North Korea has said it had placed its missiles on “standby" and warned it could strike American bases in South Korea and in the Pacific, in retaliation to the U.S. dispatching bombers to carry out flights over the Korean peninsula as part of a recent military drill.

While the North has in the past issued similar threats of attacking the U.S. and the South, Friday’s warning was seen by analysts as striking a note that was even more fiery than usual, heightening regional concerns.

The reclusive state’s young new leader Kim Jong-un, who took over following the death of his father Kim Jong-il in December 2011, had late on Thursday “signed the plan on technical preparations of strategic rockets of the Korean People’s Army" and had ordered them "to be on standby for fire so that they may strike any time the U.S. mainland, its military bases in the operational theaters in the Pacific, including Hawaii and Guam, and those in South Korea,” the official Korean Central News Agency (KCNA) said.

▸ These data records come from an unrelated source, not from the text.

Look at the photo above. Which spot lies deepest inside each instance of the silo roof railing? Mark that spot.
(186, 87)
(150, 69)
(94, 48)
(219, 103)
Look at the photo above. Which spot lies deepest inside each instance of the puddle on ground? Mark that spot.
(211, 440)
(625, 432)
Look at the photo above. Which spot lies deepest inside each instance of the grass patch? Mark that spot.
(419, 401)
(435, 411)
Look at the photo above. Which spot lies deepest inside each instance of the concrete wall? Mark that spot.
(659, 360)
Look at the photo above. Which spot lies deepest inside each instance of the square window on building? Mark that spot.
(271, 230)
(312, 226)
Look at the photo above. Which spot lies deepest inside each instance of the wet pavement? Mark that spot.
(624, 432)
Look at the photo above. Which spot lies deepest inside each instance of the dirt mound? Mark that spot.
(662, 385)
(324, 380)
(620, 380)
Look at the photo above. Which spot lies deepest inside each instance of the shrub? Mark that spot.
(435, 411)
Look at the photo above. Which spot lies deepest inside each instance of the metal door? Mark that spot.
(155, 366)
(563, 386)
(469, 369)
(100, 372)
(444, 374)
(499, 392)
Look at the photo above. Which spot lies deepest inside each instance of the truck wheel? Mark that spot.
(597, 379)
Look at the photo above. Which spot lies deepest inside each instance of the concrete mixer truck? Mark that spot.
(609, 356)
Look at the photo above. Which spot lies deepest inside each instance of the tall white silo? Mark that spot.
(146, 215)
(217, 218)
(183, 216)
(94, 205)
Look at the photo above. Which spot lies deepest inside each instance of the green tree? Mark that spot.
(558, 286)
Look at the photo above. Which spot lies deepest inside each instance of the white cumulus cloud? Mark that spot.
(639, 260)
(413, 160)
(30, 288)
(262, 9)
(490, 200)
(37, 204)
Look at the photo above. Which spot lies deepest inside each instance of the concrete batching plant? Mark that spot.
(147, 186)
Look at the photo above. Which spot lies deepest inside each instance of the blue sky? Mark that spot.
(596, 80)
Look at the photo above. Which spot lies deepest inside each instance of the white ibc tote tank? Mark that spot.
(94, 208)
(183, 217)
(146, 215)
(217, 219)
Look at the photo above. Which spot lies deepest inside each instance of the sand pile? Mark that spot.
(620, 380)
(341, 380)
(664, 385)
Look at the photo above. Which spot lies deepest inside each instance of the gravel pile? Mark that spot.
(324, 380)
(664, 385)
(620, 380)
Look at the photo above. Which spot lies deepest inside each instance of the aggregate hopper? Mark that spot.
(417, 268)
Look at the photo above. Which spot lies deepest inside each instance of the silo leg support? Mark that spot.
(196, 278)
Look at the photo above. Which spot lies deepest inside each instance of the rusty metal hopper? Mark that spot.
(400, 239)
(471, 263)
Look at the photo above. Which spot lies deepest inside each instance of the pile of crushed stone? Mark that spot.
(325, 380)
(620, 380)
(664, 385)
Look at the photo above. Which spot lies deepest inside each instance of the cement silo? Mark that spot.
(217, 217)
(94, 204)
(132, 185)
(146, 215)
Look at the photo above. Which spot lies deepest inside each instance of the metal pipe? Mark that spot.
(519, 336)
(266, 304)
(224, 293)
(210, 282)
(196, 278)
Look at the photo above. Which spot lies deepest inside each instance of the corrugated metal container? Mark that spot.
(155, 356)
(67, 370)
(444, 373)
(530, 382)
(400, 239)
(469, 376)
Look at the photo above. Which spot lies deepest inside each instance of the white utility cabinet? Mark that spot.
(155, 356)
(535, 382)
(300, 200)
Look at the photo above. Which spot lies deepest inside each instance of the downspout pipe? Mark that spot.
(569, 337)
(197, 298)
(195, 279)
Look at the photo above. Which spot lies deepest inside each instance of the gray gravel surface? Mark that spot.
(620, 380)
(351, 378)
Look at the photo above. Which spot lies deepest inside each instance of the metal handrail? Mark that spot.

The announcement was met with concern not only across the border in Seoul, where officials said that they had observed heightened activity in some launch sites, but also in Beijing, where the North’s only ally – and biggest source of aid – called for all sides to bring down tensions.

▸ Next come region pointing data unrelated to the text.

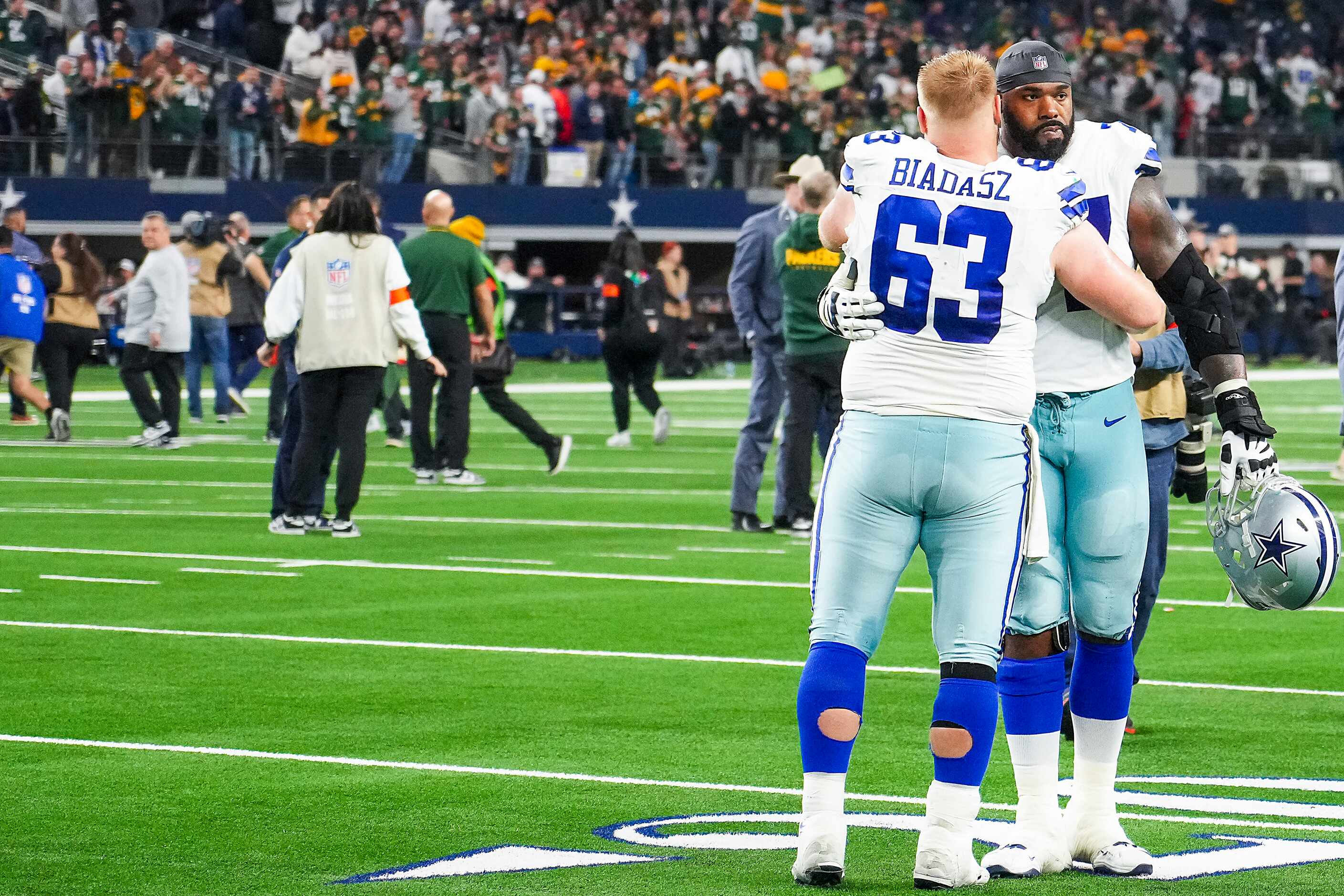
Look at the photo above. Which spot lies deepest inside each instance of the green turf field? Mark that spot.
(542, 661)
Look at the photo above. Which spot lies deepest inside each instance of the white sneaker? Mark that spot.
(461, 477)
(820, 860)
(237, 398)
(944, 860)
(1034, 852)
(60, 425)
(151, 434)
(1098, 839)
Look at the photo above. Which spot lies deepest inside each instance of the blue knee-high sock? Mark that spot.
(973, 706)
(1104, 680)
(1032, 694)
(833, 677)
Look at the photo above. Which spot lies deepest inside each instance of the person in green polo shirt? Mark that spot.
(297, 218)
(492, 373)
(813, 356)
(447, 279)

“We call on all relevant parties to make joint efforts to turn around the tense situation,” Chinese Foreign Ministry spokesperson Hong Lei told reporters, using language that went beyond the usual Chinese response of calling for peace and stability in the Korean peninsula.

The North’s KCNA agency in another statement on Friday reminded the country’s neighbours that with the Armistice Agreement recently scrapped, “there is no mechanism to deter a war”.

“Upon hearing the statement of the Supreme Command of the Korean People’s Army, all service personnel and people are renewing their firm resolution to deal merciless and retaliatory blows at the vicious provocateurs and achieve a final victory in the war for national reunification,” the KCNA said.

It said the nullification of the agreement was “due to the grave provocations of the U.S. and the puppet group”, referring to the South, and added that “the Supreme Command of the Korean People's Army has already declared military actions against the U.S. mainland and the bases of the U.S. imperialist aggressor forces in Hawaii, Guam and the Pacific, to say nothing of the military targets and enemy ruling institutions in south Korea.”

Photographs issued by KCNA showed mass rallies in Pyongyang on Friday held to denounce the U.S., leading some analysts to suggest the North's moves were possibly aimed at shoring up domestic support for the new leader. The leadership's increasingly strong rhetoric has followed a rocket launch last year and a nuclear test in February that brought new sanctions, even as the country deals with a dire economy and food shortages.

How far the North will go as it continues to put forth dire warnings is unclear, analysts say, considering the state’s penchant for issuing similar threats in the past. In recent days following the flights of U.S. nuclear-capable stealth bombers over the Korean peninsula in a show of force along with the South, missile sites in the North have shown “increased activities”, the Seoul-based Yonhap news agency quoted military sources as saying.

The U.S. has indicated it will go ahead with planned drills with the South in spite of the threats, raising the prospect of further tensions in coming days. On Friday morning, the North dispatched a Mig-21 fighter close to the borders of the South’s front-line airspace, Yonhap reported. While the fight returned to base, the South responded by scrambling a fighter, officials said.